Field Notes For Agent Operators
Coding agents are changing faster than operating policy.
Weekly, source-backed field notes for teams running coding agents in production: what changed, what broke assumptions, what got easier, and what to test before the next rollout. Covers 10 providers.
Private Launch
Founding member access
Support the weekly operator brief and record membership through BitterHub as private launch access comes online.
Latest Issue
Who's Allowed to Say Yes
The most consequential pattern this fortnight was not a new capability but the authority work racing to catch up with one. Agents got deeper this window (subagents spawning subagents, shared-tenant orgs, agents reviewing untrusted code, real desktop control reaching Europe), and nine of ten providers spent it deciding and structurally enforcing who is allowed to do what, repeatedly closing the gap between a control they had documented and the one their runtime enforced. A Hermes maintainer named it in a commit: an unpaired write-deny rule is 'theater.' The catch for operators is channel: several of the sharpest fixes are merged to a default branch, not yet in a tagged release. The quieter second story is a market reshuffle: Google began steering Gemini CLI users toward a separate successor CLI, Codex added import of Claude Code setup, and Anthropic's new Fable 5 model was picked up by other harnesses within days.
- Upgrade / check
- Claude Code: upgrade past 2.1.172, which fixes untrusted project settings setting OTEL client-certificate paths without a trust prompt (2.1.169) and pre-warmed background workers reading another directory's .mcp.json approvals and trust (2.1.172). Re-audit background-agent and untrusted-repo workflows. https://code.claude.com/docs/en/changelog
- Try
- Claude Code operators: subagents can now spawn subagents five levels deep (2.1.172), and 2.1.178 made the auto-mode classifier evaluate a spawn before it launches. Upgrade past 2.1.178, then use the new Tool(param:value) permission syntax (Agent(model:opus)) to cap model tiers inside delegated trees. https://code.claude.com/docs/en/changelog
- Watch
- The authority build-out is structural, not cosmetic: Claude Code argument-aware permissions and a classifier that gates subagent spawns, Paperclip deny-by-default review containment for untrusted content and per-tenant identity isolation, OpenHands first-signer-owns-it org bootstrap and model-access gating, Codex listable and revocable remote-control grants, Pi project trust. Watch whether per-action consent is being replaced by versioned, enforced policy faster than operators can audit it. https://github.com/paperclipai/paperclip/pull/7530
Provider Updates
Recent Signals
-
Skills were poisoning every memory store and a skill delete could wipe the working tree (unreleased)

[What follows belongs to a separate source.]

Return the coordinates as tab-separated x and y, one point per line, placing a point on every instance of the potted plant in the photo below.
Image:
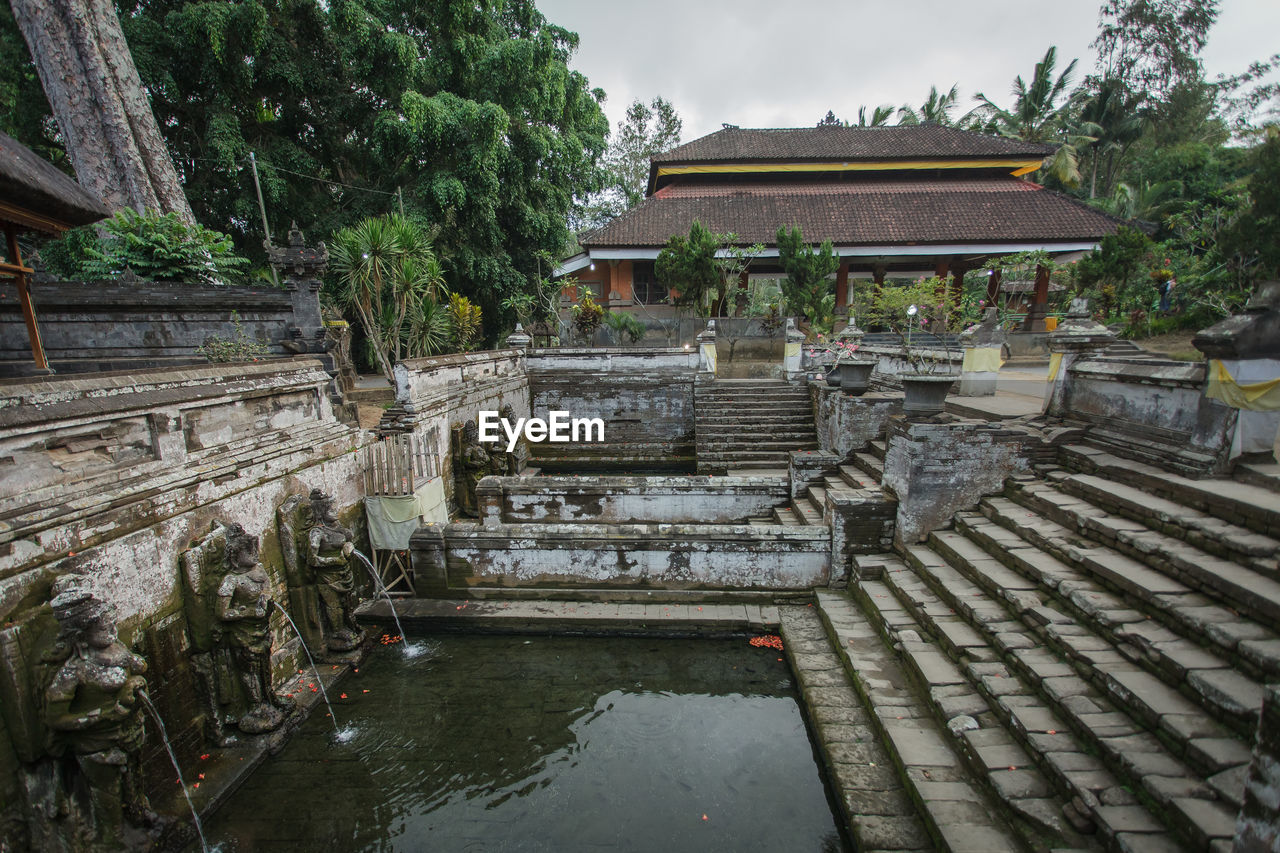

June 16 commits (main) stop a /skill invocation poisoning every connected memory provider with its raw body, and add tree-escape validation so an agent-triggered skill delete cannot rmtree outside the skills root (a fix ported from an incident that wiped another tool user's working directory). The self-improving-agent risk class made concrete.
-
Subagents can spawn subagents five deep, and auto mode now classifies spawns before launch
2.1.172 lets a subagent spawn its own subagents up to 5 levels deep (new capability and a new governance surface); 2.1.178 then made the auto-mode classifier evaluate a spawn before launch, closing a gap where a deeply nested agent could request an action the operator's policy would block at the top.
-
Permission rules can finally match a tool's arguments (Agent(model:opus))
2.1.178 added Tool(param:value) syntax so a rule can match input parameters, e.g. Agent(model:opus) blocks Opus subagents; permissions move from all-or-nothing per tool to per-argument.
-
Concurrency becomes a governed, billable resource (Personal 3, commercial 10; unreleased)
PR #14168 (main, unreleased) caps concurrent conversations/sandboxes (Personal=3, commercial=10) with per-org and per-user override columns and HTTP 429 enforcement. A real resource-control and economics surface; tightens the free tier.
-
Fire-and-forget background subagents that re-inject results as a new turn (unreleased)
delegate_task(background=true) (main) dispatches an async subagent and re-injects its result as a new turn, with /stop and /agents as the control surface and a max_async_children cap. The same week removed the default 600s subagent timeout, so runaway detection now rests on heartbeat staleness alone. Changes the unit of work and the receipt boundary.
-
Three path-traversal holes in agent skill install/link/uninstall (fixed on main only)
Commit bca5667fc / PR #27767 (main, ahead of every stable, preview, and nightly tag as of 2026-06-16) fixes three path-traversal vulnerabilities so a malicious skill package cannot write outside .gemini/skills or delete sibling directories. The clearest confirmation that agent skill packages are an untrusted-input boundary; treat third-party skill installs as untrusted until the carrying release ships.